On the other hand, graph databases offer the flexibility to adjust the search radius dynamically, expanding the graph traversal to find additional recommendations without sacrificing performance. You simply keep following more connections until you've collected the desired number of results.
This adaptability ensures that users in any environment—whether they’re searching for products or potential matches—always have a full set of recommendations to explore. In the fraud detection case, this capability helps reduce the chances of missing actions that are still detectable to a human observer, but just different enough that a computer system doesn't flag them as suspicious. In both the positive (recommendation) and negative (fraud or risk detection) cases, the ability to efficiently find similarities and follow up on 2nd and higher degree relationships is a real competitive advantage.

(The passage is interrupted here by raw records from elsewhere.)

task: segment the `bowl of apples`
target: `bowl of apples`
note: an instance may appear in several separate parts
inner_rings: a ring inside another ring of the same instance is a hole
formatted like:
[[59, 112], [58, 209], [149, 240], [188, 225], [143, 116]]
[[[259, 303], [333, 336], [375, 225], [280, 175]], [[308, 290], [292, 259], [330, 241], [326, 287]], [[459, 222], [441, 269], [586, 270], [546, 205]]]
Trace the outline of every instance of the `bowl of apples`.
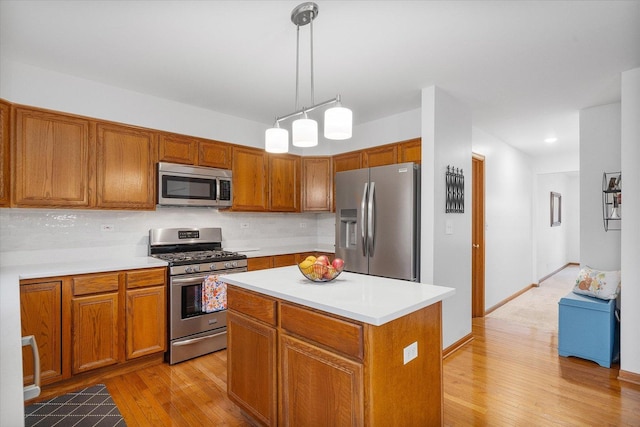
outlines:
[[312, 282], [330, 282], [342, 273], [344, 261], [341, 258], [329, 261], [326, 255], [320, 255], [317, 258], [309, 255], [298, 264], [298, 268], [302, 275]]

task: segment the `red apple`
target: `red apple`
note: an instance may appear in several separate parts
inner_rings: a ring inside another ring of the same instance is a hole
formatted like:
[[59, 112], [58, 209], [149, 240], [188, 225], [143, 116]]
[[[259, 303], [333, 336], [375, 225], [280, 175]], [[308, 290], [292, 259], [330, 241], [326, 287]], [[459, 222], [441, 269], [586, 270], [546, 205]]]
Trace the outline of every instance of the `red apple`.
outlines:
[[314, 279], [315, 278], [318, 278], [318, 279], [321, 278], [322, 276], [324, 276], [326, 274], [326, 272], [327, 272], [327, 266], [324, 265], [323, 263], [316, 261], [313, 264], [313, 273], [314, 273], [313, 276], [314, 276]]
[[329, 265], [329, 257], [327, 257], [326, 255], [320, 255], [318, 258], [316, 258], [316, 262], [319, 262], [321, 264], [324, 265]]

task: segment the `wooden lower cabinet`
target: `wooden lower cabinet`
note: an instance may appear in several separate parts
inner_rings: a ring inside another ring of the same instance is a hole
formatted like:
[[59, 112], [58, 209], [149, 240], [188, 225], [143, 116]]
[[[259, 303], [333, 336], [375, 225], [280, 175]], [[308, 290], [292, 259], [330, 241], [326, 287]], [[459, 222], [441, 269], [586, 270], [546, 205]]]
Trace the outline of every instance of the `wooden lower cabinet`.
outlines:
[[[33, 335], [40, 354], [40, 380], [43, 385], [60, 381], [62, 368], [62, 281], [20, 285], [22, 336]], [[25, 384], [33, 384], [33, 356], [22, 348]]]
[[[166, 293], [164, 267], [22, 280], [21, 332], [36, 338], [42, 385], [148, 362], [143, 356], [161, 363]], [[25, 384], [33, 383], [32, 358], [23, 348]]]
[[[373, 326], [232, 285], [227, 292], [229, 396], [256, 423], [442, 425], [440, 302]], [[405, 363], [412, 343], [418, 357]]]
[[363, 426], [363, 366], [280, 335], [283, 426]]
[[227, 346], [229, 398], [261, 424], [278, 425], [275, 326], [229, 311]]
[[79, 374], [119, 361], [118, 292], [73, 298], [72, 373]]

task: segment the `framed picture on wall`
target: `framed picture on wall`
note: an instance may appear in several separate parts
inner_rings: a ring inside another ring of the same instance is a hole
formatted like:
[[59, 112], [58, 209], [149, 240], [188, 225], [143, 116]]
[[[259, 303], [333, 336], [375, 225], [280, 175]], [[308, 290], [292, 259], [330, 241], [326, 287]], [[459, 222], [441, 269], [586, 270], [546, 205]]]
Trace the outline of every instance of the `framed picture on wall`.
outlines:
[[551, 227], [558, 227], [562, 223], [562, 195], [555, 191], [551, 192], [550, 213]]

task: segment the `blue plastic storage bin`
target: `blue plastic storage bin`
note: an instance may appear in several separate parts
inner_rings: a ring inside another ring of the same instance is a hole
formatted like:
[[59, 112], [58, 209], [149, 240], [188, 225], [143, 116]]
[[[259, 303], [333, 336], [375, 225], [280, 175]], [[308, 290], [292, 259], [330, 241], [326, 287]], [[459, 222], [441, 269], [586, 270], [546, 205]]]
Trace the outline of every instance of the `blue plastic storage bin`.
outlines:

Conclusion: Graph Databases for Recommendation Systems
Graph databases excel at solving the similarity problem directly, because they:
Allow us to provide results quickly
Allow us to arbitrarily get as many results as we need
Allow us to continuously update the data in the graph, ensuring we always serve fresh and current results
Allow us to use the same algorithms for different categories of products or users
Allow us to the use the same algorithms for small data and large data
Are not sensitive to degradations due to high dimensionality
Side-step the issue of teaching a computer how to subjective weight feature dimensions when comparing different sets of objects (a problem similar to teaching "real meaning" to a computer--something even LLMs don't really solve)
In other words, graph data systems offer a robust way to approach the similarity or recommendation problem. Whether your business needs product suggestions, matching profiles, or flagging suspicious behavior, you would be worth while to look into how graph based solutions compare with the typical machine-learning over relational datasets approach.